I've started using an OOV feature (fires for each LM-OOV) together
with an open-vocabulary LM, and found that this improves the BLEU
score. Typically, the weight learned on the OOV feature (by MERT) is
quite a bit more negative than the default amount estimated during LM
training, but it is still far greater than the "avoid at all costs"
moses/joshua OOV default behavior. As a result, there is a small
increase in the number of OOVs in the output (I have not counted this
number). However, the I find that the bleu score increases a bit for
doing this (magnitude depends on a number of factors), and the "extra"
OOVs typically occur in places where the possible English translation
would have been completely nonsensical.
-Chris

On Sat, Mar 19, 2011 at 12:51 PM, Alexander Fraser
<[email protected]> wrote:
> Hi Folks,
>
> Is there some way to penalize LM-OOVs when using Moses+KenLM? I saw a
> suggestion to create an open-vocab LM (I usually use closed-vocab) but
> I think this means that in some context a LM-OOV could be produced in
> preference to a non LM-OOV. This should not be the case in standard
> phrase-based SMT (e.g., using the feature functions used in the Moses
> baseline for the shared task for instance).

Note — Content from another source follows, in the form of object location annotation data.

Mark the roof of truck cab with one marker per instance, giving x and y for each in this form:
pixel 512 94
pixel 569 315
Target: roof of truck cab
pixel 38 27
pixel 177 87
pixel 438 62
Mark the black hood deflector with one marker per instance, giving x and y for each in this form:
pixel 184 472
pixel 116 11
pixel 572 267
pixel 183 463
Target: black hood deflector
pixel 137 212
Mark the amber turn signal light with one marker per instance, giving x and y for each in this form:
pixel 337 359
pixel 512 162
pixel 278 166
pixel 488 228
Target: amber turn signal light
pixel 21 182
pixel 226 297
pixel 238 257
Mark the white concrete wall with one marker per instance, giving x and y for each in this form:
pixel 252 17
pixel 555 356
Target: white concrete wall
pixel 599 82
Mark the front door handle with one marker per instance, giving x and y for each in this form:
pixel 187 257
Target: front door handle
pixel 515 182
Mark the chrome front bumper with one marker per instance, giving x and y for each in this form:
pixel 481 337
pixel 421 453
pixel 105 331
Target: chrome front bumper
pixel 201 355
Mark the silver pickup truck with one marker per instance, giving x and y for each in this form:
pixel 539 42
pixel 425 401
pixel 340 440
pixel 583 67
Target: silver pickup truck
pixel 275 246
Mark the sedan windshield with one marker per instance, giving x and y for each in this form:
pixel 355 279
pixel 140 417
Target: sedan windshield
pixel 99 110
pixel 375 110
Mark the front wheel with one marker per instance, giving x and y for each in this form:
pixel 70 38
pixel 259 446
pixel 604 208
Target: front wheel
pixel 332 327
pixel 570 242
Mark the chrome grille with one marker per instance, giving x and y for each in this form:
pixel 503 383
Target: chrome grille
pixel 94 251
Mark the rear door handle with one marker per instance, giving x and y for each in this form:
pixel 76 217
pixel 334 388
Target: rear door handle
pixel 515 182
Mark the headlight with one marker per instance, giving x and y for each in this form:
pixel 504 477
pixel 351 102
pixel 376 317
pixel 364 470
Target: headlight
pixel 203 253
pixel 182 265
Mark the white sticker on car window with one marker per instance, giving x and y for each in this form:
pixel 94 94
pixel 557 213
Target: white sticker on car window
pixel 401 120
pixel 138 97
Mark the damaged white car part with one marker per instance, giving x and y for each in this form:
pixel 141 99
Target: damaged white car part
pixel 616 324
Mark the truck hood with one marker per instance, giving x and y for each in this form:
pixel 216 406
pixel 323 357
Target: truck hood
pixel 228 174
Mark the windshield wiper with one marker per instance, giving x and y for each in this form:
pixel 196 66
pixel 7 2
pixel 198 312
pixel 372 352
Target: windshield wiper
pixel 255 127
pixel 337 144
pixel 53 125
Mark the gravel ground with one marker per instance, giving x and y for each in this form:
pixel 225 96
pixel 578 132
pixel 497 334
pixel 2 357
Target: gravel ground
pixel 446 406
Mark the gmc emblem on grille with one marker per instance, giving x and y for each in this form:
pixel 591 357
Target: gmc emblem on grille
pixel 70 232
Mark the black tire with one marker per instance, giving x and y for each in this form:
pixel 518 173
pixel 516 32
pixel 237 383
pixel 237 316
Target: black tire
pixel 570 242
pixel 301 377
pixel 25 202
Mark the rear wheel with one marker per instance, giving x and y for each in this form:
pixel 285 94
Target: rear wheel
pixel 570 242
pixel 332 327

Instead, Moses should
> produce the minimal number of LM-OOVs possible.
>
> There are exceptions to this when using different feature functions.
> For instance, we have a paper on trading off transliteration vs
> semantic translation (for Hindi to Urdu translation), where the
> transliterations are sometimes LM-OOV, but still a better choice than
> available semantic translations (which are not LM-OOV). But the
> overall SMT models we used supports this specific trade-off (and it
> took work to make the models do this correctly, this is described in
> the paper).
>
> I believe for the other three LM packages used with Moses the minimal
> number of LM-OOVs is always produced. I've switched back to
> Moses+SRILM for now due to this issue. I think it may be the case that
> Moses+KenLM actually produces the maximal number of OOVs allowed by
> the phrases loaded, which would be highly undesirable. Empirically, it
> certainly produces more than Moses+SRILM in my experiments.